La storia è vecchia, nota e in gran parte figlia della stagione dell’austerity legata alla crisi dei debiti sovrani post Lehman Brothers, anche se c’è un precedente normativo a fine anni Novanta: a differenza di quanto avviene nel settore privato, i cui lavoratori ricevono di norma la cosiddetta buonuscita entro un paio di mesi dalla fine del rapporto di lavoro, i dipendenti pubblici, a seconda delle condizioni di accesso alla quiescenza, possono aspettare anche svariati anni per intascare la tanto sospirata liquidazione, in ragione di esigenze di cassa e di sostenibilità dei conti del loro datore di lavoro, ossia lo Stato.
Come accennato, il differimento di 12 mesi in caso di pensionamento di vecchiaia e 24 se si va in pensione anticipata era stato introdotto già nel 1997 dal governo Prodi, ma poi venne pesantemente inasprito nel 2010 dall’esecutivo Berlusconi, in quella primavera-estate di ambascia finanziaria che preluse al crollo del Cav, l’anno dopo, per la crisi dello spread.
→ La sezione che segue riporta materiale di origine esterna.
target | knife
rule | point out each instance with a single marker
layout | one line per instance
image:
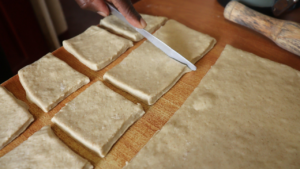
(156, 42)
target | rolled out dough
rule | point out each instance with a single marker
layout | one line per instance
(96, 47)
(15, 117)
(49, 80)
(43, 150)
(98, 117)
(148, 73)
(117, 26)
(245, 113)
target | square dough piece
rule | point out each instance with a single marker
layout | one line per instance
(147, 73)
(15, 117)
(50, 80)
(245, 113)
(96, 47)
(43, 150)
(98, 117)
(115, 25)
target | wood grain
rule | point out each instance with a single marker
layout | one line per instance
(204, 16)
(285, 34)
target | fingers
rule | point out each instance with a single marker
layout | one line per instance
(131, 15)
(98, 6)
(124, 6)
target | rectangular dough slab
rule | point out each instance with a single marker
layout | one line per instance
(245, 113)
(96, 47)
(115, 25)
(98, 117)
(148, 73)
(50, 80)
(43, 150)
(14, 117)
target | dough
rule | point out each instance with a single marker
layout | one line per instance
(98, 117)
(245, 113)
(49, 80)
(119, 27)
(15, 117)
(148, 73)
(43, 150)
(96, 48)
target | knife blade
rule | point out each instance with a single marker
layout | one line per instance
(155, 41)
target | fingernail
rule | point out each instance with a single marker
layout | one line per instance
(102, 13)
(143, 23)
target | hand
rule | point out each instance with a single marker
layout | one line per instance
(124, 6)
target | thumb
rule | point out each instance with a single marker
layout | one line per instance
(131, 15)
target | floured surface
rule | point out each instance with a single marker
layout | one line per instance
(96, 47)
(116, 25)
(43, 150)
(49, 80)
(148, 73)
(245, 113)
(15, 117)
(98, 117)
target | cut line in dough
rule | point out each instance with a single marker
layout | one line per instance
(50, 80)
(147, 73)
(245, 113)
(98, 117)
(15, 117)
(96, 47)
(43, 150)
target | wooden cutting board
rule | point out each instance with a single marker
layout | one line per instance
(204, 16)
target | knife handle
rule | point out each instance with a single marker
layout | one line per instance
(285, 34)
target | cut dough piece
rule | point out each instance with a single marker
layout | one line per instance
(98, 117)
(43, 150)
(148, 73)
(96, 47)
(117, 26)
(15, 117)
(245, 113)
(49, 80)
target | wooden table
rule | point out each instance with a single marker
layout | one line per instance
(204, 16)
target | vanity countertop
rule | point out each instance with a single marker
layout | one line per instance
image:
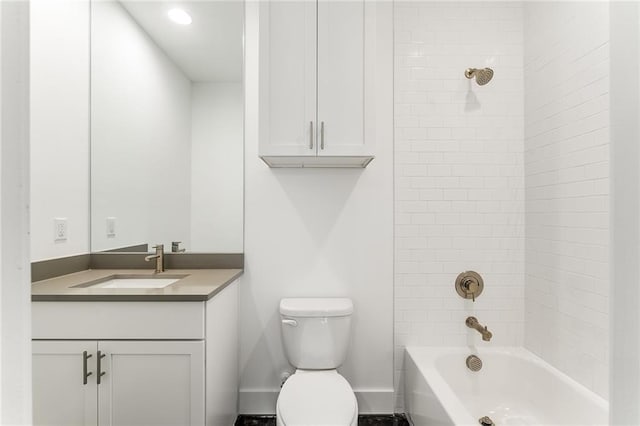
(197, 285)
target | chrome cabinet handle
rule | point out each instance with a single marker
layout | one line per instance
(292, 323)
(100, 373)
(85, 374)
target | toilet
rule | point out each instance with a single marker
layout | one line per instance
(315, 334)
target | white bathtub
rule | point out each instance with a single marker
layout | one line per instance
(514, 387)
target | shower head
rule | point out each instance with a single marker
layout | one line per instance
(482, 75)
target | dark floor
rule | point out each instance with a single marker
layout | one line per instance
(363, 420)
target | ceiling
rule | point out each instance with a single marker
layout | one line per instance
(210, 49)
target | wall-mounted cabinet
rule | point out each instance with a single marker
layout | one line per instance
(319, 79)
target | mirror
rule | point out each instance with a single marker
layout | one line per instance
(167, 125)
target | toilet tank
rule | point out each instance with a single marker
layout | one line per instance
(315, 331)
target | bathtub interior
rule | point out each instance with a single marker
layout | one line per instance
(513, 388)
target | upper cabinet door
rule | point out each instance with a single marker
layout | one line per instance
(342, 55)
(288, 78)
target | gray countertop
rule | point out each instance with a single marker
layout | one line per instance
(197, 285)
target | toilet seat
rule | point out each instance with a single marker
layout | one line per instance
(317, 398)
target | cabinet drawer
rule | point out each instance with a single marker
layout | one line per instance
(117, 320)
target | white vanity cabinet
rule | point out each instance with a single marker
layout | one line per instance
(141, 383)
(321, 67)
(147, 363)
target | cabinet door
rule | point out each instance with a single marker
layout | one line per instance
(60, 396)
(288, 78)
(151, 383)
(343, 37)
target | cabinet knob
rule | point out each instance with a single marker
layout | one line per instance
(85, 373)
(99, 369)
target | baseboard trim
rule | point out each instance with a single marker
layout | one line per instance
(263, 401)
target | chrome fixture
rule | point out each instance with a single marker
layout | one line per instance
(469, 285)
(482, 75)
(175, 247)
(474, 363)
(486, 421)
(472, 322)
(159, 256)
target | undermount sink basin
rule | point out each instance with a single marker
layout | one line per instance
(127, 281)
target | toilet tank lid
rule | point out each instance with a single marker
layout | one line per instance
(316, 307)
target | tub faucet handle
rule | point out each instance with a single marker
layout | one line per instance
(469, 284)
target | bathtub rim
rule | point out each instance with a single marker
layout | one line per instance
(424, 358)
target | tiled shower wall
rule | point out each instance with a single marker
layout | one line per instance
(459, 178)
(567, 187)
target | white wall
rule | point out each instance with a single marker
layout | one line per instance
(216, 167)
(315, 232)
(567, 187)
(15, 292)
(459, 189)
(141, 131)
(59, 126)
(625, 213)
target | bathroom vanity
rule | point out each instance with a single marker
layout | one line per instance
(125, 356)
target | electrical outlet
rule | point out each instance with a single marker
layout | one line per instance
(111, 227)
(60, 229)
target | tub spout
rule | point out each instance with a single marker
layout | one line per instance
(472, 322)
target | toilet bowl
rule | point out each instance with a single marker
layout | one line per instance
(315, 336)
(314, 398)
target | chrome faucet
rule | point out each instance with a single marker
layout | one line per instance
(159, 256)
(472, 322)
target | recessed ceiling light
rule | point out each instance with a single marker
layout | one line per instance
(179, 16)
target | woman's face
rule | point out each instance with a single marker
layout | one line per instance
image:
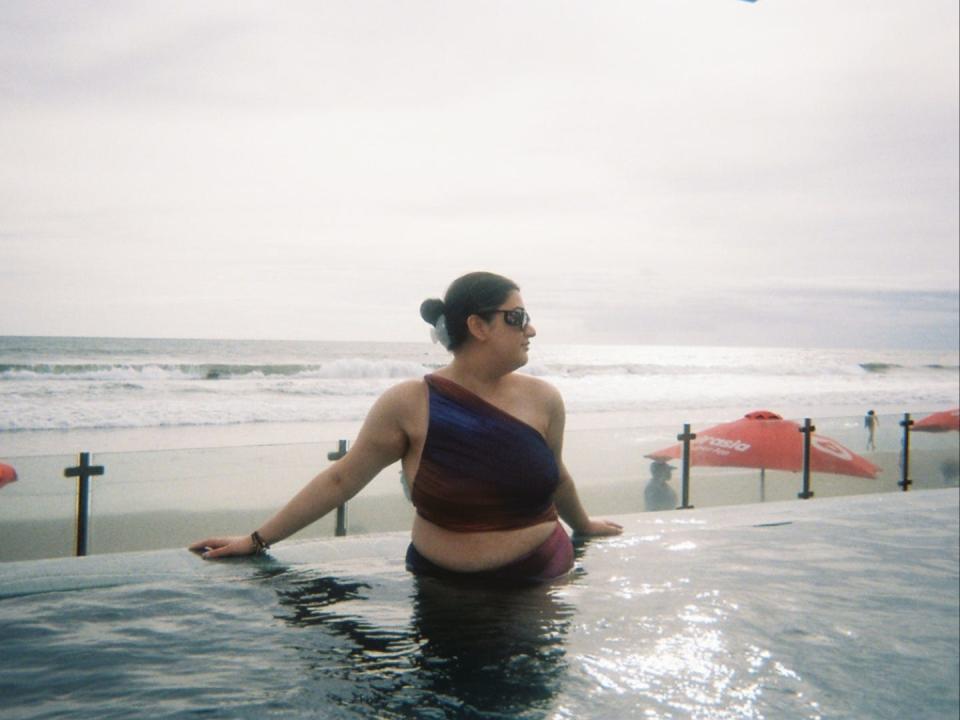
(512, 329)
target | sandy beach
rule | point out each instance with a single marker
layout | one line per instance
(167, 499)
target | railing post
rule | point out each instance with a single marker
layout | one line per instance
(341, 529)
(807, 431)
(685, 437)
(83, 472)
(905, 480)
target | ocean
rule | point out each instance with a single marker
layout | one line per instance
(57, 393)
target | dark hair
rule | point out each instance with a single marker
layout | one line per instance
(467, 296)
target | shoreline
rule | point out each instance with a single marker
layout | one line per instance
(29, 443)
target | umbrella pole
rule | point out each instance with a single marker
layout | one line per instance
(685, 438)
(905, 481)
(807, 431)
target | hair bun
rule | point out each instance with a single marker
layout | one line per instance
(431, 310)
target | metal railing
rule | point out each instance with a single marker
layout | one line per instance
(85, 472)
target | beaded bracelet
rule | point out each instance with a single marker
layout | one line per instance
(259, 545)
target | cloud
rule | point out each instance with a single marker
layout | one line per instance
(232, 168)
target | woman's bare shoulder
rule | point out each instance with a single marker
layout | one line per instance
(405, 394)
(538, 389)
Nel 2019, peraltro, l’erogazione dilazionata è stata ulteriormente allargata per chi usciva con quota 100 o altre forme di anticipo pensionistico (con attese fino a sei o sette anni).
Per capire di cosa parliamo, le differenze tra il Tfs e il Tfr sono diverse: il primo riguarda solo i lavoratori pubblici già assunti alla data del 31 dicembre 2000. Peraltro il Trattamento di fine rapporto viene definito in ragione delle retribuzioni lorde annue (al netto dei contributi Inail) e prevede una serie di coefficienti e calcoli complessi, mentre il vecchio Tfs si basava sull'ultima retribuzione annua e dunque aveva spesso un importo più favorevole. Il lavoratore pubblico ha diritto sia al Tfr che al Tfs se ha iniziato, come detto, prima del 31 dicembre 2000. Altrimenti prende soltanto il Tfr.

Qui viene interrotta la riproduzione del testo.